A Building on Its Best Behavior
This article is from the archive of The New York Sun before the launch of its new website in 2022. The Sun has neither altered nor updated such articles but will seek to correct any errors, mis-categorizations or other problems introduced during transfer.

Get used to the words like “transcendent aesthetic experience” in describing the Modern’s new home, because we will all be hearing a good deal of that sort of thing in the days to come. Surely there is much to praise in the new complex. But the main reason for these imputations of transcendence, as far as I can make out, is that the architect, Yoshio Taniguchi, is from Japan. And, as we all know, they are so much more spirutal over there than we are in the West.

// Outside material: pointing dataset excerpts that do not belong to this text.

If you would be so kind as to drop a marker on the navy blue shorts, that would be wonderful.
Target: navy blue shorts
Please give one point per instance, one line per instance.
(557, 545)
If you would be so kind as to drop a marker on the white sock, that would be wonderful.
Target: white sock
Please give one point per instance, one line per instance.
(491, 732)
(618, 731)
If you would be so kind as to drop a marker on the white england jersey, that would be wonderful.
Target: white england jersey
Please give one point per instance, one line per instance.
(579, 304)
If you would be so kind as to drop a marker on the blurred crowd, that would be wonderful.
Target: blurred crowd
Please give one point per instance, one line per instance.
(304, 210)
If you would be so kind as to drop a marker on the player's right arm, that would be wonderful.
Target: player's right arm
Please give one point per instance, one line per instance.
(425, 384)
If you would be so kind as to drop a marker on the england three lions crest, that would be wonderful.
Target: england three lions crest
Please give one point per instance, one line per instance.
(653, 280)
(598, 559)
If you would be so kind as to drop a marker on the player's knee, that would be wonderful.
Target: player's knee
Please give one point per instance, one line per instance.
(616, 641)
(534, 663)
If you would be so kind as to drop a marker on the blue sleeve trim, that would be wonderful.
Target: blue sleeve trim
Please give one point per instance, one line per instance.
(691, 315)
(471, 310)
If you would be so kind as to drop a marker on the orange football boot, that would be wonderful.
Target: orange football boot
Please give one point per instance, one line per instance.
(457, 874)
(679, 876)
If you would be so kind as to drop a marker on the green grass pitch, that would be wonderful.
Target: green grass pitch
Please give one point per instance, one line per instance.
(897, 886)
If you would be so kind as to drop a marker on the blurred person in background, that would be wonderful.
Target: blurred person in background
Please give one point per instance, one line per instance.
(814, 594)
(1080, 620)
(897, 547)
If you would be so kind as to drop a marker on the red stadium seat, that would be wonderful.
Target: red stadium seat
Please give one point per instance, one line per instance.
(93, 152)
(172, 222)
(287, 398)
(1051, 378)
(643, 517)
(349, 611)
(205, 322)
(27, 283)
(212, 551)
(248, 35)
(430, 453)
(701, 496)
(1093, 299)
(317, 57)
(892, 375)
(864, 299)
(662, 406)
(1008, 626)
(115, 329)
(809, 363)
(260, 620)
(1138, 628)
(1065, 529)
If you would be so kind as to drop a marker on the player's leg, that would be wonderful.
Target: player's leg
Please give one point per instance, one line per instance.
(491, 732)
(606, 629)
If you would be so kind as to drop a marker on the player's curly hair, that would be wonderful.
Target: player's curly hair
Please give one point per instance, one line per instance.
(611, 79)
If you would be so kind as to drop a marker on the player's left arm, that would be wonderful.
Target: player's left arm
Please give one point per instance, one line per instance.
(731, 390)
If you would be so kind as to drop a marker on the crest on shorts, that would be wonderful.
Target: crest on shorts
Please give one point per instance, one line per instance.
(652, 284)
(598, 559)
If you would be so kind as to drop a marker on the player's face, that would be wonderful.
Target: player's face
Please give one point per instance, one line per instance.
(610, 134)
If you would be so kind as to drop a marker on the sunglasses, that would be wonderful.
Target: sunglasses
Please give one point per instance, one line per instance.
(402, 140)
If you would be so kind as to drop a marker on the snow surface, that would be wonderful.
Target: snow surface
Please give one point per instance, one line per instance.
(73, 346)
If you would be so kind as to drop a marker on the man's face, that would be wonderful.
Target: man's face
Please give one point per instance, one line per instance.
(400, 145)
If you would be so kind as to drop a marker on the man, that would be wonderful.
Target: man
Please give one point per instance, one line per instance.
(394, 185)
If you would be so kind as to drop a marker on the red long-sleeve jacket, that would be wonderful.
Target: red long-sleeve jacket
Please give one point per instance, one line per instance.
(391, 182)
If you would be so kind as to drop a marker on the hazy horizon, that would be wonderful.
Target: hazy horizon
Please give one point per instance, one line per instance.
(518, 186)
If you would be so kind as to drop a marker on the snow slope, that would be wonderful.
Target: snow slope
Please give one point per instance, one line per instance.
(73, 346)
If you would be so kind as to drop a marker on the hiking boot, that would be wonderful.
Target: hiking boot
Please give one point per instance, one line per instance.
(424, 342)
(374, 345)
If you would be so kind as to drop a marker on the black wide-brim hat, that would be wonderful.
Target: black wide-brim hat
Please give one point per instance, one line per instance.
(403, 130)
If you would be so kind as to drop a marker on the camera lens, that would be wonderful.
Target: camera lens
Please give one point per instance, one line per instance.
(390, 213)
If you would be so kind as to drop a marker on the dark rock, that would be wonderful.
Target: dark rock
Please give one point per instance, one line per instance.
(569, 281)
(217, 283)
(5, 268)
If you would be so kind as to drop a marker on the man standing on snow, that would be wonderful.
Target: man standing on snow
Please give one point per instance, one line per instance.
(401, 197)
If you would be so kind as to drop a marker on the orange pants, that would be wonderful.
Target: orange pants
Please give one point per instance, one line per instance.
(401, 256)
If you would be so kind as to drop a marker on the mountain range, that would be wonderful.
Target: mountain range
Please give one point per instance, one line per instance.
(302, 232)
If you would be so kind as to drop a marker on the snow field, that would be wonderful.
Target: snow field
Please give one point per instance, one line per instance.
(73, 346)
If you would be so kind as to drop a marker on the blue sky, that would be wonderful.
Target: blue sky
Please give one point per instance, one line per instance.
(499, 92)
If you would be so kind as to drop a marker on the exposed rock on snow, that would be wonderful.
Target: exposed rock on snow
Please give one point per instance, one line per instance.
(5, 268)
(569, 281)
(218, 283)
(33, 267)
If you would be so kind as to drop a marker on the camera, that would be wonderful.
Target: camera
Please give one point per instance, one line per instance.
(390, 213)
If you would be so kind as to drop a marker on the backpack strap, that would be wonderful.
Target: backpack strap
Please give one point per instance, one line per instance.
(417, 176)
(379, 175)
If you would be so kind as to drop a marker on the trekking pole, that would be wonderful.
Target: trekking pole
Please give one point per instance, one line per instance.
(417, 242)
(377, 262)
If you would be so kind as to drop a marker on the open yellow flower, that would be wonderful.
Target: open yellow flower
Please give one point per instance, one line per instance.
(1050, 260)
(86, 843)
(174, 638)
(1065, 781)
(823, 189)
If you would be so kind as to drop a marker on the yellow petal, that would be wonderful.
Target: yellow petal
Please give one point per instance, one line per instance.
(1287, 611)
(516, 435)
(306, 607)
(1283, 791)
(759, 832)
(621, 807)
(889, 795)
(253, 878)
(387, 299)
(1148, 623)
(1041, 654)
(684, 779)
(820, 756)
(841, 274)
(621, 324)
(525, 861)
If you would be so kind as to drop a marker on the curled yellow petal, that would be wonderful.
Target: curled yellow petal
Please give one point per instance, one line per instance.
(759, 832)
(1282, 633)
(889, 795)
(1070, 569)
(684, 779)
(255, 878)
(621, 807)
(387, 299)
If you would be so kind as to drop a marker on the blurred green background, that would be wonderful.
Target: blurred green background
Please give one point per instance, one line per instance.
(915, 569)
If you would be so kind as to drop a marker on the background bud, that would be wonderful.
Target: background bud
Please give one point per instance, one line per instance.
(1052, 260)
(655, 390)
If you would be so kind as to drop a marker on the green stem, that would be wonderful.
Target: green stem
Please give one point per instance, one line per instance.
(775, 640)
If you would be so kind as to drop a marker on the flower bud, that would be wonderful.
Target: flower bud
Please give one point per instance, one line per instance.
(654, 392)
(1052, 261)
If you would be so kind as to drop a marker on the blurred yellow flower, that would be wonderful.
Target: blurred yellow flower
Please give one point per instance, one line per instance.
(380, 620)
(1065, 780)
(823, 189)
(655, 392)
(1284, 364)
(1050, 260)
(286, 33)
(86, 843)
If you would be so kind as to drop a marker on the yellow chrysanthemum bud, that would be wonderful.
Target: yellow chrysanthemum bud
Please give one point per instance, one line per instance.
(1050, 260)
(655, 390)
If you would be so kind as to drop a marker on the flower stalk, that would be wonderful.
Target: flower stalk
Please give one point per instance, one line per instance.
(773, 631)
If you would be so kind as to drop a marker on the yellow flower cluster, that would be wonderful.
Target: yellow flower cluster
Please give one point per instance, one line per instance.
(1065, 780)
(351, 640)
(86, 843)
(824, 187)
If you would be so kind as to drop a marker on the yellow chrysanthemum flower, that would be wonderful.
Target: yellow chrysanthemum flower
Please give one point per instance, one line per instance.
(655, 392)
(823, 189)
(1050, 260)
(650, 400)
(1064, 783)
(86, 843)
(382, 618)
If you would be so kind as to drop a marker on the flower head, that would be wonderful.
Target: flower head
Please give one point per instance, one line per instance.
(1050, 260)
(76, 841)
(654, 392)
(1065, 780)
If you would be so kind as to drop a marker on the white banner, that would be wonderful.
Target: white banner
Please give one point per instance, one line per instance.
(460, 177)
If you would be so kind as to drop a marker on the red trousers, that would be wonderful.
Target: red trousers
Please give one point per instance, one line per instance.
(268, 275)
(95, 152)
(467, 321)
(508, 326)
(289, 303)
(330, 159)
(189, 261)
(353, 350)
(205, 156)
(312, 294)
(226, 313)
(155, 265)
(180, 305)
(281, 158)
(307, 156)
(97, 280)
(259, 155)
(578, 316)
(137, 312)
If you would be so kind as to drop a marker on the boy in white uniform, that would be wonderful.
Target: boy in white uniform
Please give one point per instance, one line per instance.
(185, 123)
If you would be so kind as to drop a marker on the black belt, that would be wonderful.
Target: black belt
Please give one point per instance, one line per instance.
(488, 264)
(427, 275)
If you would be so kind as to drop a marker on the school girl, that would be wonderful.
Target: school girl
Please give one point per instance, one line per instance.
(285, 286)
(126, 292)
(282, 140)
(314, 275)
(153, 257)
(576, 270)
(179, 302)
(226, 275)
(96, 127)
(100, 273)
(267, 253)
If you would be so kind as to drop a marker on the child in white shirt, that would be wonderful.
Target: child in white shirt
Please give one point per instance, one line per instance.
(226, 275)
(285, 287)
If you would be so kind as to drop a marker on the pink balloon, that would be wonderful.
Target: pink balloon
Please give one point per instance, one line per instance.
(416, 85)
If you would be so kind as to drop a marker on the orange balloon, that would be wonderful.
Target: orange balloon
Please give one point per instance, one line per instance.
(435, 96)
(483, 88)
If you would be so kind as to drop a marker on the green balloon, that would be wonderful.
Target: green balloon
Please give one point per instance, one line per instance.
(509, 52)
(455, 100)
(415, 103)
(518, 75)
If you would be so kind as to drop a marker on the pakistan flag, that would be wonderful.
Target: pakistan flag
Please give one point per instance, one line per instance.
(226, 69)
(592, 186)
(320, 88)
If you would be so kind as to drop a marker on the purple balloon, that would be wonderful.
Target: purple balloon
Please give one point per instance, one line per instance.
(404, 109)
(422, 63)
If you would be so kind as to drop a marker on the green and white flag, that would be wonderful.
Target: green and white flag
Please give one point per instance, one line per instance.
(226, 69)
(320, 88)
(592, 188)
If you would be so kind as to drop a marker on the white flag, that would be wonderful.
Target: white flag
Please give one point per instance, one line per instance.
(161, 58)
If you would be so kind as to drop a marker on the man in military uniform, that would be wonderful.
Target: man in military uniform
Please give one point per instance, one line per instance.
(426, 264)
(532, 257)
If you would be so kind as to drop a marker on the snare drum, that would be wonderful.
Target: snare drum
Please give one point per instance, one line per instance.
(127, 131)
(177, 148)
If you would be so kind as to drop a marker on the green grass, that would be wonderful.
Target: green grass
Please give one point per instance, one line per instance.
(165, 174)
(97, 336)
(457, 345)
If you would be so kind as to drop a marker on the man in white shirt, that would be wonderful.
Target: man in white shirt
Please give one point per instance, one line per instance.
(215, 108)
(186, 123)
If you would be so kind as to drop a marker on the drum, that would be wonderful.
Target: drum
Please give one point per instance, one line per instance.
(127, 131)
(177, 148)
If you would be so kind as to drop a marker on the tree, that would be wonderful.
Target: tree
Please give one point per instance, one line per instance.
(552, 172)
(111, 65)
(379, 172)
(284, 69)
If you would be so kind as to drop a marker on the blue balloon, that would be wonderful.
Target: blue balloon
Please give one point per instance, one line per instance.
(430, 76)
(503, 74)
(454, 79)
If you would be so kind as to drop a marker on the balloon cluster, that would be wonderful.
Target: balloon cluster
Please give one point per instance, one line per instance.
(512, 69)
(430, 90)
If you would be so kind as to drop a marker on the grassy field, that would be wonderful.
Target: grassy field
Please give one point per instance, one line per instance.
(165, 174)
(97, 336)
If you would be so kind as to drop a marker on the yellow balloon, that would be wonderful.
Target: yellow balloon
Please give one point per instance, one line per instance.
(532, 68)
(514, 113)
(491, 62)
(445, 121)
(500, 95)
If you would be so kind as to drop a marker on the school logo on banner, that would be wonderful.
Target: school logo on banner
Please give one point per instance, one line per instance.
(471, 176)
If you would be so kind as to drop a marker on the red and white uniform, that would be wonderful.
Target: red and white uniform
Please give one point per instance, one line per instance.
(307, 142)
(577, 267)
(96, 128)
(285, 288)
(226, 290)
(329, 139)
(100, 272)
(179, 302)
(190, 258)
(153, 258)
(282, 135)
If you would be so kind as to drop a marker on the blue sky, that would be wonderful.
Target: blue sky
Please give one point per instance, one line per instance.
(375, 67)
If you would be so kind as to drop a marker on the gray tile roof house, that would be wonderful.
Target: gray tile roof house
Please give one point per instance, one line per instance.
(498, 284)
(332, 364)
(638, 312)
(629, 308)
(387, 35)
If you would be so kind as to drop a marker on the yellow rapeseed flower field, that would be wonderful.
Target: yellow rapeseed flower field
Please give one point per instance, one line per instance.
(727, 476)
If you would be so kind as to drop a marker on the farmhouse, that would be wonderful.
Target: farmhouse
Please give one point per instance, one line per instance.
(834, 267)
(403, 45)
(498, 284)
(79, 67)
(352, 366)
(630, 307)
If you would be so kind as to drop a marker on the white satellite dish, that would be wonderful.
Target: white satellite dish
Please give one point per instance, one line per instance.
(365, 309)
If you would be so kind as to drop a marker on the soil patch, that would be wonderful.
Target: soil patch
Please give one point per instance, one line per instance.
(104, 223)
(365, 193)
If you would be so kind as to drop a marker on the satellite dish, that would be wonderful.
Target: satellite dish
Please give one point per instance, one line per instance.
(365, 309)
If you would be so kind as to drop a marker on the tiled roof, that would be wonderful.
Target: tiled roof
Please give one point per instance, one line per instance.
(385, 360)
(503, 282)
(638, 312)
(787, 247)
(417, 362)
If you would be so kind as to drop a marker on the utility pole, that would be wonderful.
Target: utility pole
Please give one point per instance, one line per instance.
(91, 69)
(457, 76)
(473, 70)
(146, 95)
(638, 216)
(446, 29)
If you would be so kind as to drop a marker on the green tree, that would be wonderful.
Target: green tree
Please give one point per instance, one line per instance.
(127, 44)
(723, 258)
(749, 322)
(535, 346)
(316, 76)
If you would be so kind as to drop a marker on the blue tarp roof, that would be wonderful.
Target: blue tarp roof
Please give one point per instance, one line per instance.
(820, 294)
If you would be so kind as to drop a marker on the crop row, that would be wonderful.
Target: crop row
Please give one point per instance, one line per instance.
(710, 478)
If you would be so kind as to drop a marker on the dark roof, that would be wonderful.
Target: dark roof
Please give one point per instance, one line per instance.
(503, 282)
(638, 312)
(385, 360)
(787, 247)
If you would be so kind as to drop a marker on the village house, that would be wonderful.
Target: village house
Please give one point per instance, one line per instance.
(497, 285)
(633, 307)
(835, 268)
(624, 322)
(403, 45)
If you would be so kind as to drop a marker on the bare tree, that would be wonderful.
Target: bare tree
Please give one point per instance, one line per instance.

But that is not the only bit of humbug that needs to be fumigated out of the new premises. Through no fault of the institution itself, there is an irritating ceremoniousness to the whole affair. Every element of the museum’s conception, from the flooring to the signage, seems gravid with high-mindedness, as though the stakes could not be higher, as though the very future of visual culture, the precarious majesty of the entire canon, hung upon the decision to place a Soutine beside a Vlaminck or a Warhol in the stairwell. Without denying the eminence of the Modern or the likely impact that some of its decisions are apt to have upon a servile art world, let us remember that it is merely a museum of artifacts, most of which are fewer than a century old.
As for the man of the hour, Mr. Taniguchi is a 67-year-old, Harvard-educated native of Tokyo. A summary assessment – made possible not only by this latest work, but also those documented in the accompanying exhibition “Yoshio Taniguchi: Nine Museums” – would be as follows: He is an architect of exquisite but not infallible taste, a man far richer in judgment and equilibrated tact than in audacity or imagination. In this respect he can be viewed as the anti-Frank Gehry, who is all imagination and nothing else.
There is a great deal of continuity between the new Modern and the eight other museums Taniguchi has designed, all of them in Japan. Indeed, it is almost comical to find the same shapes and materials recurring like leitmotifs throughout his career, irrespective of the shifting contexts. The overhanging eaves, for example, that are the most pronounced features of the three garden facades at the Modern recur with little variation in two previous museums.
As far as I know, there is only one significant curve in his entire career, and it is not to be found anywhere among the regimented grids and austere right angles that make up the new Modern. His palette tends to be a composite of muted grays, beiges, and off-whites, his materials industrial-strength concrete and corrugated aluminum – though, to be sure, these materials have probably never before been fashioned into anything as effetely elegant as his nine museums.
But there is one crucial difference between the Modern and all of Mr. Taniguchi’s other work: The latter are essentially flat and autonomous campuses that arise from scratch and sprawl across a suburban setting. The Modern emerges in an urban context and, even more importantly, incorporates preexistent structures by Edward Durrell Stone, Phillip Johnson, and Cesar Pelli, that have accrued over the institution’s 75-year history. You have only to look at the 53rd-street facade to see that is has become a ungainly patchwork of high modernist rectitude in its several forms.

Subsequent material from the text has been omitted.